Cloudflare AI Gateway Pricing Explained For 2026

Cloudflare AI Gateway has quickly become a popular choice for teams looking to manage, monitor, and route LLM traffic through a centralized proxy. As LLM adoption accelerates across industries, teams are increasingly introducing AI gateways to add observability, security, and control between their applications and third-party models.

But as AI usage scales, pricing clarity becomes a critical factor. Teams need to understand not just the per-call costs, but the infrastructure and operational patterns that influence long-term spend.

At first glance, Cloudflare AI Gateway pricing appears simple, especially with free access to core features. However, real-world usage often reveals hidden costs tied to logging, data retention, and scaling limits.

In this blog, we break down:

Exactly what you pay for when using Cloudflare AI Gateway
The indirect costs that teams often overlook
Why scaling companies eventually migrate to in-VPC alternatives like TrueFoundry for more control

What Is Cloudflare AI Gateway?

Cloudflare AI Gateway Pricing Explained For 2026

Before covering Cloudflare AI Gateway cost, it’s important to understand what Cloudflare AI Gateway does and where it fits in the AI stack. It acts as a centralized layer for teams deploying AI applications that rely on third-party LLM providers.

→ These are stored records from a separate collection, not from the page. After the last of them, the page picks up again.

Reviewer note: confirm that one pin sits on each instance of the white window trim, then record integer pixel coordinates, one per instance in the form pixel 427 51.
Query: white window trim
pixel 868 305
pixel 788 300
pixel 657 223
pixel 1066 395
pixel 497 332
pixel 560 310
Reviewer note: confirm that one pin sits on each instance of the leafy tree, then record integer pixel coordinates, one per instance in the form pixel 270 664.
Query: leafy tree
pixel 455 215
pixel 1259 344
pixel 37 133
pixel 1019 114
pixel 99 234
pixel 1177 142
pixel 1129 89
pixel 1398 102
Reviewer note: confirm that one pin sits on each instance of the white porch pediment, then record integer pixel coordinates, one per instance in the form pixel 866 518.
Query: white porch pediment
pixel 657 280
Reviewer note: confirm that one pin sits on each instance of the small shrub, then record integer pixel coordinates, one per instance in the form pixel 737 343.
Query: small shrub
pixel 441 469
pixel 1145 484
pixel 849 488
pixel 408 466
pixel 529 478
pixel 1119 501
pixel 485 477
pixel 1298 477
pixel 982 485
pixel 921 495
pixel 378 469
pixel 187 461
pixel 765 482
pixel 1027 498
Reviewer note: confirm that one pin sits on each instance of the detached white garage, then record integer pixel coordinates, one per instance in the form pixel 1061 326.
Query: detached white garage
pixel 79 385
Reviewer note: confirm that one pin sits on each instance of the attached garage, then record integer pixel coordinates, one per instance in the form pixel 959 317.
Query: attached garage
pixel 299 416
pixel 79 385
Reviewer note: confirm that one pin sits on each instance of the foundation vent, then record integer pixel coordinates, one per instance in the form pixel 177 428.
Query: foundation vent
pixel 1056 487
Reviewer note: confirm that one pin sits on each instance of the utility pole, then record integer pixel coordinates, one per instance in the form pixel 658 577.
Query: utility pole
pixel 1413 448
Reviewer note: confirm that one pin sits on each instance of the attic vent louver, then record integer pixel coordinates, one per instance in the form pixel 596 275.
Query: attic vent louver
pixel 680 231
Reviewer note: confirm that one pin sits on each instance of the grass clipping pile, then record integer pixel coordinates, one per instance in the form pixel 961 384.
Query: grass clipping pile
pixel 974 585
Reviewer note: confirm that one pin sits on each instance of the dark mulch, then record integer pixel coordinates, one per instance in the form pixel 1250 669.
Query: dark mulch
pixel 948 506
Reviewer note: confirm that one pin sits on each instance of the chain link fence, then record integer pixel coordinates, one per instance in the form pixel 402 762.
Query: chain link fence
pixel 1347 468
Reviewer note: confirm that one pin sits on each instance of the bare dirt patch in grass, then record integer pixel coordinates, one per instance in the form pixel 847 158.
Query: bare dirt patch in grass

Cloudflare AI Gateway enables teams to:

Route AI traffic securely between applications and multiple foundation model providers like OpenAI, Anthropic, and Hugging Face.
Gain visibility into prompts, responses, latency, and usage metrics for observability and monitoring.
Integrate directly with Cloudflare’s broader AI stack, including Workers AI, caching, rate limiting, and global edge infrastructure.

Cloudflare AI Gateway Features That Impact Its Cost

While Cloudflare AI Gateway does not charge per token, several features indirectly affect overall cost as usage scales:

Request routing and rate limiting: Helps control traffic flow but increases the number of logged events as AI usage grows. It requires a Cloudflare Workers Paid plan for high-volume execution.
Prompt and response caching: Reduces repeated calls to upstream models (saving money on token fees), but efficiency depends on traffic patterns and cache hit rate.
Usage analytics and token tracking: Requires persistent logging, which can introduce additional storage and retention-related costs.
Integration with multiple AI providers: Increases flexibility but makes AI cost observability factors such as attribution and forecasting across providers more complex.‍
Unified Billing (New for 2026): Cloudflare now allows you to pay for third-party model usage (OpenAI, etc.) directly through your Cloudflare invoice, adding a small transaction convenience fee.
‍Logpush Integration: Streaming logs to an external S3 bucket or SIEM tool is a paid feature that incurs additional costs $0.05 per million records after 10 million/month in paid plans.

Cloudflare AI Gateway Pricing Tiers

Cloudflare uses a "freemium" model where the gateway itself is available to all users, but scaling your application typically requires a transition from the Free tier to the Workers Paid tier.

Features	Workers Free	Workers Paid	Enterprise
Monthly Subscription	$0	Starts at $5/mo	Custom
AI Gateway Logs	100,000 total	1,000,000 total	Custom
Max Storage Capacity	10M per gateway	10M per gateway	Unlimited
Request Limit	100,000 / day	10M / month (included)	Custom

Cloudflare’s AI Gateway is available on all Cloudflare pricing plans, and core features are free to use. There is no per-call gateway fee beyond your Cloudflare plan: you simply add the gateway and start sending traffic. By default, Cloudflare includes a free analytics/dashboard, caching, rate limiting, and logging layer, so many teams can spin it up at no extra cost. Under the free plan, however, some limits apply. For example, Cloudflare’s free (Workers Free) tier includes 100,000 total AI Gateway logs per month (across all gateways) and stops logging beyond that. To increase limits, you must upgrade to a Workers Paid plan, which provides 1,000,000 logs total. Notably, Cloudflare does not charge per log on the free or paid tiers – you either stay within the included logs or upgrade.

Free vs. Paid Cloudflare AI Pricing Plans

Because Cloudflare AI Gateway is built on Workers, heavy usage of the gateway may trigger Workers billing.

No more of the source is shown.